Unincorporated community in West Virginia, United States

Earling is an unincorporated community and census-designated place (CDP) in Logan County, West Virginia, United States. It was first listed as a CDP prior to the 2020 census, in which the population was 76. The Earling post office closed on July 1, 1989. The town now shares ZIP Code 25632 with Lyburn and Taplin.

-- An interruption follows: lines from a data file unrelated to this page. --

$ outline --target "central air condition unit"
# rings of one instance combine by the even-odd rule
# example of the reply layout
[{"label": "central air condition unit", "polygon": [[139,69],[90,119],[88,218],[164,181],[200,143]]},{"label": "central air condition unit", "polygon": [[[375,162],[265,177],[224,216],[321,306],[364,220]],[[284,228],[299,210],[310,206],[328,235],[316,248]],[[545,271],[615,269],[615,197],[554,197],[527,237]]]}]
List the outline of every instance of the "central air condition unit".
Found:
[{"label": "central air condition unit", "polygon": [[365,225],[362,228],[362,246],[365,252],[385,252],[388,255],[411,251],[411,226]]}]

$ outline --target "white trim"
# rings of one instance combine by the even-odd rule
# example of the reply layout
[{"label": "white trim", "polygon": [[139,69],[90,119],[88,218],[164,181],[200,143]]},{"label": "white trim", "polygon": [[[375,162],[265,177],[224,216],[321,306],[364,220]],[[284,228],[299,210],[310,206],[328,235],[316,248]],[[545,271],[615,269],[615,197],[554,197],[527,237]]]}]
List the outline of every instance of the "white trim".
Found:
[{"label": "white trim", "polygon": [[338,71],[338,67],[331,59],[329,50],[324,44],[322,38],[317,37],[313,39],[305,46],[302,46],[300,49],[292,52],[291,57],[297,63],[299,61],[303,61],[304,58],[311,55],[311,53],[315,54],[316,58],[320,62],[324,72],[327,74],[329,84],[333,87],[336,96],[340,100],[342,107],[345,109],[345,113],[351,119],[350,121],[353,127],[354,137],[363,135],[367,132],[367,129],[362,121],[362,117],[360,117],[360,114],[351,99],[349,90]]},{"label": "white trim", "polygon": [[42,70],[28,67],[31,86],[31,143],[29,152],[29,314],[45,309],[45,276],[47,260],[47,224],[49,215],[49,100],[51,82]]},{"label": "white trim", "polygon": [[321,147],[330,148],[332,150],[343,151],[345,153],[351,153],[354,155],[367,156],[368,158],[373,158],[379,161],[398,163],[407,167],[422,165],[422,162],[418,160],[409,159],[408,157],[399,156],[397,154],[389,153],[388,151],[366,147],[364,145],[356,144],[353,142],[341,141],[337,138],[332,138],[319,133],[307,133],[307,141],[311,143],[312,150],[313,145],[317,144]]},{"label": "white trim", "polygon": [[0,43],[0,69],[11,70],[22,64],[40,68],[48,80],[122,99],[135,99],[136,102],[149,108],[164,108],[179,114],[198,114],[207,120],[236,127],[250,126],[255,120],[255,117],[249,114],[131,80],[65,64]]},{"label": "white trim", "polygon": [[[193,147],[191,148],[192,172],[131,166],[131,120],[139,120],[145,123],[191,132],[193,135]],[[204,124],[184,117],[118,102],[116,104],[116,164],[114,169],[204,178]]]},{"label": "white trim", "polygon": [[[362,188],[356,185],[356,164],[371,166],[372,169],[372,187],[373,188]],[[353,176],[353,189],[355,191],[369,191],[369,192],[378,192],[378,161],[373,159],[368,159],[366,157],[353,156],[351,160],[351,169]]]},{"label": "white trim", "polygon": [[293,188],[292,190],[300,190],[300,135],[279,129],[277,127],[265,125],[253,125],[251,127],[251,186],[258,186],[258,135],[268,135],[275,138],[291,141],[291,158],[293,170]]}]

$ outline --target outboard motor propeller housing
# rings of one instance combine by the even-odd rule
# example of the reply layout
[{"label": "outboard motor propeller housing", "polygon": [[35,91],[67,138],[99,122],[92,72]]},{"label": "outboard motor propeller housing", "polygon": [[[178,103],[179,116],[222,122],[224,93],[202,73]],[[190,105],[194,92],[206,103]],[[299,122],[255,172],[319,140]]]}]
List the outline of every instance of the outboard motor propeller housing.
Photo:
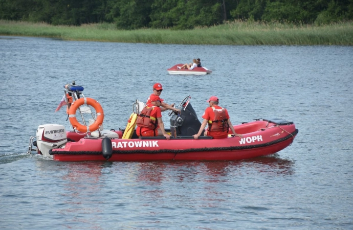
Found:
[{"label": "outboard motor propeller housing", "polygon": [[45,157],[52,157],[49,150],[57,149],[68,142],[65,127],[61,125],[39,125],[36,135],[38,151]]}]

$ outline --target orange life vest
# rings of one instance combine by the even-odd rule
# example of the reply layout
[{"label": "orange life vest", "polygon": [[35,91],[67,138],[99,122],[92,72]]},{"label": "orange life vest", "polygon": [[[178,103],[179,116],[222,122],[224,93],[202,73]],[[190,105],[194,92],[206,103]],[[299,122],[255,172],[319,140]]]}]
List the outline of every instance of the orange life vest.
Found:
[{"label": "orange life vest", "polygon": [[145,127],[151,129],[157,128],[158,122],[157,119],[150,117],[150,114],[156,106],[145,107],[136,120],[136,125],[140,127]]},{"label": "orange life vest", "polygon": [[[222,107],[221,107],[222,108]],[[214,121],[208,121],[209,131],[221,131],[228,132],[229,126],[228,125],[228,119],[227,118],[226,110],[224,108],[221,111],[218,111],[214,107],[212,107],[214,113]]]}]

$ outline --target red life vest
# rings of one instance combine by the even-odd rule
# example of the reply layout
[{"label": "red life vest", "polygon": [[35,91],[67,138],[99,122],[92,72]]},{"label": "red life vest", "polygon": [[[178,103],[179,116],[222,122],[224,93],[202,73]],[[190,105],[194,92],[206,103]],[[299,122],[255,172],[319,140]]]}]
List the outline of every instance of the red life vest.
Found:
[{"label": "red life vest", "polygon": [[157,128],[158,122],[157,119],[150,117],[152,110],[156,106],[145,107],[136,120],[136,125],[140,127],[145,127],[150,129],[156,129]]},{"label": "red life vest", "polygon": [[208,121],[208,131],[220,131],[228,132],[229,126],[228,125],[228,119],[227,118],[226,110],[222,108],[221,111],[218,111],[214,107],[212,110],[214,113],[214,121]]}]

The community used to be known as "Ferndale" and "Manbar"; its name was changed to Earling in 1906. The present name is after a pioneer settler.

==Geography==
Earling is in south-central Logan County, on the east side of the Guyandotte River. West Virginia Route 10 formerly went through the center of town but is now a four-lane highway that bypasses the town on the west side of the river; the closest access is half a mile to the northwest from Rich Creek Road. The town of Man is 2.75 mi to the southeast.

According to the U.S. Census Bureau, the Earling CDP has a total area of 0.48 sqkm, of which 0.04 sqkm, or 8.70%, are water. The Guyandotte River, which comprises the water area, is a north-flowing waterway which joins the Ohio River east of Huntington.